At 7:53 PM +0000 1/22/01, John Delacour wrote:
>Reading from a 7 Mb file, I'm getting an "out of memory!" error
>after succeding in printing asome hits using the following script
>
>
>$tmp = $ENV{TMPDIR};
>mkdir $tmp, 0;
>$fout = $temp."temp.out";
>open FOUT, ">$fout";
>$fin = 'BU2:Gutenberg Folder:gutenberg_html.tar';
>open FIN, $fin;
>while (<FIN>) {
>/akespear/ and print FOUT;
> }
>
>What am I doing wrong? I thought that doing things this way I was
>only putting one line in memory and the hits are printed as lines
>in the out file just as I wish. The in file is a Unix tar file.

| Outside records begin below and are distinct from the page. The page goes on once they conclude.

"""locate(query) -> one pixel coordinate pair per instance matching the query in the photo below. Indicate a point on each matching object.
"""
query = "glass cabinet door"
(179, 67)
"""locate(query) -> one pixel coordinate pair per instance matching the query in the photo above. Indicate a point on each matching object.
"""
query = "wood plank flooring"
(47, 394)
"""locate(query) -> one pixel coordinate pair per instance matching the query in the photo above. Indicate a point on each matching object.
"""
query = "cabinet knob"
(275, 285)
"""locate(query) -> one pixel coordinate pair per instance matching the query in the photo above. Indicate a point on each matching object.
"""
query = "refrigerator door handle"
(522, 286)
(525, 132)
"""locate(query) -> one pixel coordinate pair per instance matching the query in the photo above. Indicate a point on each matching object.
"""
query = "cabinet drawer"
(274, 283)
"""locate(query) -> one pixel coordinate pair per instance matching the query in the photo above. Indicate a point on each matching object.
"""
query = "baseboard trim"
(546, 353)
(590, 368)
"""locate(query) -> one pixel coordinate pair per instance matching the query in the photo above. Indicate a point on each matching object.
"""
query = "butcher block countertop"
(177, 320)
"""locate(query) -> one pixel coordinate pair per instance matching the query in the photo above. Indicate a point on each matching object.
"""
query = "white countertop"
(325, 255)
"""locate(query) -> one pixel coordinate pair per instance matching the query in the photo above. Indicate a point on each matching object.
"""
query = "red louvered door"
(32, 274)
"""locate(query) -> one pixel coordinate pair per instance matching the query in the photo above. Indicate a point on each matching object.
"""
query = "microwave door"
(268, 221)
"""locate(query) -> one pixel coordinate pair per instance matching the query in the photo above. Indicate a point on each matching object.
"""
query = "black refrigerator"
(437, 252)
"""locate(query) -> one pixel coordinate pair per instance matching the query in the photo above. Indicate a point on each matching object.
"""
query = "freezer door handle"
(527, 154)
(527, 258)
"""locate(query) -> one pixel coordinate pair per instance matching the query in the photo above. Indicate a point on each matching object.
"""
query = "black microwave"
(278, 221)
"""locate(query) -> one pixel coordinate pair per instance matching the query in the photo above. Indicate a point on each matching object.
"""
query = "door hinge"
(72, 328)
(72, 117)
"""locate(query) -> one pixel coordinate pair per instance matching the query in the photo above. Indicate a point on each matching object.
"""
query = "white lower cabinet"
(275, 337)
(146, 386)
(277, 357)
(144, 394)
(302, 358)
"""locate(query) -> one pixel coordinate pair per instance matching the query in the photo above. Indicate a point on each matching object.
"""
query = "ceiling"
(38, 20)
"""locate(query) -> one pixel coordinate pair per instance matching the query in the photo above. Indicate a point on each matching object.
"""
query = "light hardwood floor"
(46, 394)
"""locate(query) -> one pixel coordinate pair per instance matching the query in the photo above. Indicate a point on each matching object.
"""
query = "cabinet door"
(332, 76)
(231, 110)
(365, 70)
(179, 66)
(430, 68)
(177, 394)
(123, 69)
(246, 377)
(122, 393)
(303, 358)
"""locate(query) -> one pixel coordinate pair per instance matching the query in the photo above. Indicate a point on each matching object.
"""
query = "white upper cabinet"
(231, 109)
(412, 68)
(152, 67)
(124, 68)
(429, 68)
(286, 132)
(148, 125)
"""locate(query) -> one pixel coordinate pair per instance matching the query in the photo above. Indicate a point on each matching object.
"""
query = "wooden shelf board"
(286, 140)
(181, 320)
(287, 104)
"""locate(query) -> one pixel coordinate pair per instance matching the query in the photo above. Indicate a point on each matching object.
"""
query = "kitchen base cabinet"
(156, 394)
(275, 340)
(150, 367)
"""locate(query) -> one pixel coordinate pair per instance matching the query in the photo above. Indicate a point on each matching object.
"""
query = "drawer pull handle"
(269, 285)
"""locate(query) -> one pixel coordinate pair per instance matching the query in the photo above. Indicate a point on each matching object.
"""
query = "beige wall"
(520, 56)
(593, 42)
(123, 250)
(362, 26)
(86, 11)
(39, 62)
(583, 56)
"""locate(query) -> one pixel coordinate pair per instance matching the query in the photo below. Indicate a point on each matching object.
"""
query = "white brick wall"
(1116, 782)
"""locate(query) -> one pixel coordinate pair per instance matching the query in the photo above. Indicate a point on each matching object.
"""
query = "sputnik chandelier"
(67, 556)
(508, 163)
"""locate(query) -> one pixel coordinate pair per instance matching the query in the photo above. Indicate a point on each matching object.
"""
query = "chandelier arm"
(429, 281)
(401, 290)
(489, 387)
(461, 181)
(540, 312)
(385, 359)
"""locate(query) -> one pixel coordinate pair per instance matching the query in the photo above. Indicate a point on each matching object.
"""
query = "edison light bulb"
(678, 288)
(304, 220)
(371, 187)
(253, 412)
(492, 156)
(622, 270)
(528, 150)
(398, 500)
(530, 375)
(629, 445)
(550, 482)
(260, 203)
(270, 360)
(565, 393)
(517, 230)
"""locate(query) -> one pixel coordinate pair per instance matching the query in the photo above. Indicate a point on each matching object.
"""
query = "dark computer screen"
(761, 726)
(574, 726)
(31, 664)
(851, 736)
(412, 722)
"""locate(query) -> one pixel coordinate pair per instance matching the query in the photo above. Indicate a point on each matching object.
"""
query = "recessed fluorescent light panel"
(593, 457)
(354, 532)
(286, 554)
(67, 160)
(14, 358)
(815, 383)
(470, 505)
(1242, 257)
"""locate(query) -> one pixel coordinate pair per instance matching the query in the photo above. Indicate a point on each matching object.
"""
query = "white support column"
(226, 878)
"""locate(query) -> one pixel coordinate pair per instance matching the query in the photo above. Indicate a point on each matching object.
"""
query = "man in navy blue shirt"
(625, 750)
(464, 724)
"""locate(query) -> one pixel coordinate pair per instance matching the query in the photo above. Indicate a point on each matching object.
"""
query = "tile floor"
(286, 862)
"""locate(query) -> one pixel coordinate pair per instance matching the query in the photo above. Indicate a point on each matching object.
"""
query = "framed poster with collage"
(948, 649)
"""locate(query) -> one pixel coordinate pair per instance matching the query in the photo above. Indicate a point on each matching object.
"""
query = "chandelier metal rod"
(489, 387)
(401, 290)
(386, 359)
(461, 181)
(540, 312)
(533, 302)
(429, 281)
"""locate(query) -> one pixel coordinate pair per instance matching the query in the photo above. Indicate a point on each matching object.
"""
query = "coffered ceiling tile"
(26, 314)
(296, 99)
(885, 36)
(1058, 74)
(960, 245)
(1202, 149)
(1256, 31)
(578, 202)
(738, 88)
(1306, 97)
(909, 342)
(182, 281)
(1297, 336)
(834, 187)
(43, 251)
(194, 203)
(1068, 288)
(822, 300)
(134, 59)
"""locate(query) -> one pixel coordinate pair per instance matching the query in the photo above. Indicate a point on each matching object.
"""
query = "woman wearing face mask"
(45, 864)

The definition of "line" is determined by whatever is in $/, which is
usually "\015" on a Mac. If the tar file was produced on a Unix
machine, the end-of-line character is almost certainly "\012", and
eventually you'll skip by whatever \015's the tar format happens to
put in the file and try to read a huge chunk of it at once.
tar files aren't really designed to be read this way. You'll be much
happier extracting the individual files in the archive and reading
them directly one by one. A recent Archive::Tar can do the
extraction without reading everything into memory first, or you can
use something like Stuffit Expander.
>JD
--
--
Paul Schinder
[EMAIL PROTECTED]